MessageSujet: Re: Premier Jour d'une nouvelle vie   Premier Jour d'une nouvelle vie Icon_minitimeDim 8 Juin - 14:29

Irina avait été plutôt surprise de la spontanéité de son invité, qui sans s'en apercevoir laissait s'échapper quelques petits bruits de contentement. Il semblait se délecter des plaisirs les plus simples comme la nourriture, ce qui était tout à son honneur. Le monde manquait d'esprits innocents et qui s'attachaient à l'éphémère. Après tout rien n'était éternel... ou presque. Dans tous les cas il était d'une transparence touchante et pleine de fraîcheur. C'était une bouffée d'air frais à lui tout seul, bien qu'évidemment les raisons de sa présence n'aient aucun rapport avec une visite de courtoisie. D'ailleurs les réactions du jeune homme ne provoquèrent rien de plus qu'un sourire amusé au coin des lèvres. Elle avait grandi dans les rues, là où les seules manières étaient la loi de la survie. Courir plus vite, être plus rusé et meilleur menteur, savoir passer inaperçu, et avoir de la chance. Les commandements de meilleurs voleurs et autres ladrinis, bien qu'elle ne se soit jamais engagée dans cette voie. Cela aurait pu, remarque... ce serait même sûrement devenu son métier si elle n'avait jamais rencontré Alana, sa mentor.

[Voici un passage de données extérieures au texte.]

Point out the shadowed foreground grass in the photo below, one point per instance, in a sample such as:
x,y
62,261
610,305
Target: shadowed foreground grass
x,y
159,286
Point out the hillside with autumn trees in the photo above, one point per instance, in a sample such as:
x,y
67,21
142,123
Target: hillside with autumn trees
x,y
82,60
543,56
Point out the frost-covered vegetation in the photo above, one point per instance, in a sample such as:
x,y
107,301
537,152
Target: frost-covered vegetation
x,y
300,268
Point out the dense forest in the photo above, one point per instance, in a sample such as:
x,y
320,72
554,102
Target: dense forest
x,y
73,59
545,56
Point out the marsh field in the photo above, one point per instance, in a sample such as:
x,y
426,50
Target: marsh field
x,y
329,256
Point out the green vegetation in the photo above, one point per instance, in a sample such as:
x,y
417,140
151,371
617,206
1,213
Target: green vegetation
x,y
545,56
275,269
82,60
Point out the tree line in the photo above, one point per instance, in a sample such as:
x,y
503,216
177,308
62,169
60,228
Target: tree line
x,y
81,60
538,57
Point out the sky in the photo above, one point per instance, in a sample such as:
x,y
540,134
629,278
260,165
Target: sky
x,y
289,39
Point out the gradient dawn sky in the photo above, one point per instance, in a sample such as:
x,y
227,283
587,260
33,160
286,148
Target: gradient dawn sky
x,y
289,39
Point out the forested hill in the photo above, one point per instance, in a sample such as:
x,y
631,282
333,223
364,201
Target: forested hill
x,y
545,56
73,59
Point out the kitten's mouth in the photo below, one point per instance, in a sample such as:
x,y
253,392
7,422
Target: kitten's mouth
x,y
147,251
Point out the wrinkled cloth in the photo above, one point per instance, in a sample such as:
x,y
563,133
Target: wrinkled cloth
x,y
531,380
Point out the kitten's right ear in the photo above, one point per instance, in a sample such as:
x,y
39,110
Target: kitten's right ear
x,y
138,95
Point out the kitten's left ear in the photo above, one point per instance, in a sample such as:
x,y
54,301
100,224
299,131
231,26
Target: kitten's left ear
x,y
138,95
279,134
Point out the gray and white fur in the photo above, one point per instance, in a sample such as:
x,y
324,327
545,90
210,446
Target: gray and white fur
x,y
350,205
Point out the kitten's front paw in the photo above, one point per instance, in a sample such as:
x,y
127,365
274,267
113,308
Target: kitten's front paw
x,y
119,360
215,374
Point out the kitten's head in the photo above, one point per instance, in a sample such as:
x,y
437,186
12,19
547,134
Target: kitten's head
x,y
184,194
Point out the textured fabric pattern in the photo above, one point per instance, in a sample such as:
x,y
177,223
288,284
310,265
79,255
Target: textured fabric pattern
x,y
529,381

« Paranoïaque ? À quel sujet ? »

S'il parlait toujours de l'eau, il n'y avait en réalité rien de plus légitime. C'était le cas de dire que panthère échaudée craint l'eau froide... Mauvais jeux de mots à part. D'autre part cette réponse ne l'arrangeait pas du tout. Certes pour son diagnostic c'était encourageant de savoir qu'il n'avait pas gardé des séquelles psychiques, cependant l'absence de phobies ne facilitait pas la création d'un vecteur débouchant sur ses souvenirs. En outre les informations qu'il lui donnait étaient loin d'être inutiles ; même si à ce stade ils en étaient réduits à de simples suppositions. Difficile de vérifier quoi que ce soit à cette distance, surtout qu'Irina était mal placée pour jouer aux devinettes.

« Il n'est pas improbable que vous ayez fait partie d'un équipage quelconque, que vous ayez vécu longtemps à bord d'un des nombreux navires écumant les mers du sud, sans être marin. M'est avis que c'est la seule explication plausible, si l'on se base sur ce que vous m'avez raconté. Et lorsque les Ascans vous ont trouvé, aviez-vous des effets personnels ? »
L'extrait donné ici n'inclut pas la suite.